Agreed about this weakness of the present algorithm. However, it only
affects poor scsi adapters. I'am not sure they could have much better
performance with such an improvement.
Agreed about the fact that the current algorithm is poor.
The strategy applied by ll_rw_blk about calescence and request sorting
should probably be moved in the sd driver. That was not the choice for
the current scsi implementation in Linux and in my opinion it has
been a bad choice.
If we dont want or dont have time enough to rewrite a new scsi code, we
should at least make some short term changes that will allow low-level
drivers writers and maintainers to simply manage critical situations.
I wrote, about six months ago, that we should allow low-level driver to
tune at any time the credit of commands they can accept for a device.
I'am not sure that's possible with the current scsi code.
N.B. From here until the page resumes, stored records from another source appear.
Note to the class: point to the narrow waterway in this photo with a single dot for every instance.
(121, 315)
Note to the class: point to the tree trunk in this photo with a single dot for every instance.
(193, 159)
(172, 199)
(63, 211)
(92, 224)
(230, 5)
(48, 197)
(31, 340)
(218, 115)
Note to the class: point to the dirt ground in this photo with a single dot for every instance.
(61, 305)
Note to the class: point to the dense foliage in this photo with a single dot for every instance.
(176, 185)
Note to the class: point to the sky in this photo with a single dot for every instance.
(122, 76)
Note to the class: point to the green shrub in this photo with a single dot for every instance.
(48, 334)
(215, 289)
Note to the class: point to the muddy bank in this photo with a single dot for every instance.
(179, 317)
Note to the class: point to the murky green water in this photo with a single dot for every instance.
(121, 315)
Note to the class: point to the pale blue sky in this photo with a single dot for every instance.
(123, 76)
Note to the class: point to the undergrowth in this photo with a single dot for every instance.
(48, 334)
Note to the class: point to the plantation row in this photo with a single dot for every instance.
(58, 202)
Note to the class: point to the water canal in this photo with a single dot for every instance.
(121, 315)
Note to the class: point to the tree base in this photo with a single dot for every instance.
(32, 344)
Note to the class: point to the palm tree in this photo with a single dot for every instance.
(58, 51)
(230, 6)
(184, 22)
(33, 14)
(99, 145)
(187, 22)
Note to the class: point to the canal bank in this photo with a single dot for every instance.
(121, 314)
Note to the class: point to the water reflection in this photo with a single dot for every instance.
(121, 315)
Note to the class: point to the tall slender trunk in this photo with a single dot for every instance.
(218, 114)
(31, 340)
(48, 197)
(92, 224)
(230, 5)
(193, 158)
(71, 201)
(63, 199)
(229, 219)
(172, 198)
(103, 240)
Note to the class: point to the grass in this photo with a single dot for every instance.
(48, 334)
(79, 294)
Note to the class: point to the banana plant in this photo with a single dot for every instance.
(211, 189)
Such an improvement, would allow to manage intelligently QUEUE FULL
status, without having to queue too much commands inside
low-level drivers.
The same way, such an improvement, would allow low-level drivers to give
some feedback at any time to the upper drivers in order to try to minimize
the number of scsi commands that are not actually queued to the
controller and/or the device when it is possible to control that.
That's feedback technics, that's simple and that should work great, in
my opinion.
It is obvious (at least for me), that if low-level drivers have very
often to keep lots of commands in their internal queues, they disallow
kernel optimization algorithms to work properly. Tuning the credit of
commands cleverly, should allow low-level drivers to give relevant feed
back to the upper layers in order to avoid this bad situation.
At the moment, the credit is tailored at init time with the queue_depth
field. Using a large value for queue depth means that the risk to
have lots of commands locally queued in scsi layers is very probable.
Each time this condition are met, the kernel optimization algorithms
can only do bad work, even if they were perfect.
I often read reports about large tagged command queueing reducing
performances. That's true but in my opinion, is often due to
the problem I describe above.
With a command credit that cannot be tune at any time, but can only
be assigned at init time, we must use reasonnable value for the
credit (or queue_depth), like 4, 8, why not 12 when we use only
high end hard disks on a scsi bus. Using larger value have every
chance, in my opinion, to break kernel optimization algorithms.
I use 8 with my Atlas, and I donnot expect better performance at all
with larger value with the current Linux scsi disk IO strategy.
Gerard.